Care home development allowed despite ‘harm’ to Bedford’s conservation area
A care home has been allowed to redevelop despite the harm it will do to the Bedford conservation area.
Borough planners have a sliding scale of harm and they judged that the redevelopment of the Willows Nursing Home would provide community benefits that override them.
A resident and two members of Bedford Borough Council’s executive lined up to try to persuade Monday’s meeting of the planning committee to throw out the Kingsley Healthcare scheme.
Council officers had recommended it for approval.
The company wants to demolish 86a Clapham Road, and partially demolish the rear of 73 Shakespeare Road, to redevelop the old care home on the site so its residents have a more modern place to live.
Objecting neighbour Ed Griffin said: “Not enough weight is being given to the harm being done to the conservation area.”
The company had seen a previous plan for a new 44-bedroom care home on the site thrown out in September 2019.
But they came back with a proposal to reduce that to 35 beds.
Mr Griffin insisted that the new plans had the same shortfalls as the previous application.
“Heritage is very important to the town,” he said. “Its one of Bedford’s strengths. It should be protected as much as possible.
“It’s not listed, but I like it,” he added.
Mr Griffin was supported by both the Harpur ward councillors, Labour’s Colleen Atkins and Louise Jackson.
Cllr Atkins said it would mean over-development, be out of character in the area and it “will have a negative impact.”
Cllr Jackson said that trees and garden space will be lost, and claimed that the scheme is “very similar to the application that preceded it.”
But that point was countered by barrister Hashi Mohamed, who spoke on behalf of Kingsley Healthcare.
“We have done everything we can to engage with the council and we have responded positively.”
He admitted that the scheme would harm the conservation area but there were benefits of upgrading the care home with facilities to isolate people at “a critical time.”
And Janine Laver, the council’s head of planning, said the council’s own conservation officer, who is encouraged to provide “robust comments”, had downgraded the level of harm.

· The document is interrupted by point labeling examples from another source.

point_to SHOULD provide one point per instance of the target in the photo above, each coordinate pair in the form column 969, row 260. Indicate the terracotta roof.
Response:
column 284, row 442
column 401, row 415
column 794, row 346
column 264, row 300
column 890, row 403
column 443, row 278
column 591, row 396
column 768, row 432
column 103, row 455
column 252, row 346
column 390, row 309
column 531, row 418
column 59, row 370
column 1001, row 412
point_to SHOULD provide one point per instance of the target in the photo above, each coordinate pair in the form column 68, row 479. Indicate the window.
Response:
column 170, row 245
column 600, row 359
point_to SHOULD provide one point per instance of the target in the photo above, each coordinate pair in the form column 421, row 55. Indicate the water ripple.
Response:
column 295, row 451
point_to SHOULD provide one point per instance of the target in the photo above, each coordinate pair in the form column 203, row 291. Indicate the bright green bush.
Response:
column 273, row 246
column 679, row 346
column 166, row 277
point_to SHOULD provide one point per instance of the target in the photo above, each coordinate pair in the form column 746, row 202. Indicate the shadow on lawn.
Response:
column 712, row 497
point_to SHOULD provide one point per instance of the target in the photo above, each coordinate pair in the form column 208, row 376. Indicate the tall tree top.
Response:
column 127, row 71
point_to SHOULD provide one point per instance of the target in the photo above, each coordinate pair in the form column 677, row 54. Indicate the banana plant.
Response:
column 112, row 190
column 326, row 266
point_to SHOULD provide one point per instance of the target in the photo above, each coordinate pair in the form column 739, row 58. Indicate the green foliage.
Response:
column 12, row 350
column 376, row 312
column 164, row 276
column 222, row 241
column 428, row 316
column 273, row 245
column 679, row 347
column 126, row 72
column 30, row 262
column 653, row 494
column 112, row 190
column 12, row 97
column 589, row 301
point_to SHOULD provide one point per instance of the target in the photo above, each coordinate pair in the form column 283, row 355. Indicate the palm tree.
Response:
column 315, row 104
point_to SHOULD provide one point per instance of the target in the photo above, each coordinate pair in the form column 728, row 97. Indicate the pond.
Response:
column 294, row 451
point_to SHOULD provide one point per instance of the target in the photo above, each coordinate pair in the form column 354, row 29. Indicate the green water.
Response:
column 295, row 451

“We have to balance it against the benefits,” she said. These included provided giving better care and it being in a good location.
“The benefits outweigh the harm,” she added.
Cllr Martin Towler (Cons, Riseley) disagreed with the analysis.
“It is an over large development. A small house is being turned into a huge building.”
But other councillors lined up to support the scheme.
Cllr Jim Weir (Cons, Kempston Rural) said the company had picked up on the issues of concern in the new plans.
And Cllr Wendy Rider (Lib Dem, Brickhill) said: “I think it would be a great benefit to the residents of Bedford.”
Councillors voted by five votes to two, with one abstention, to approve the plan.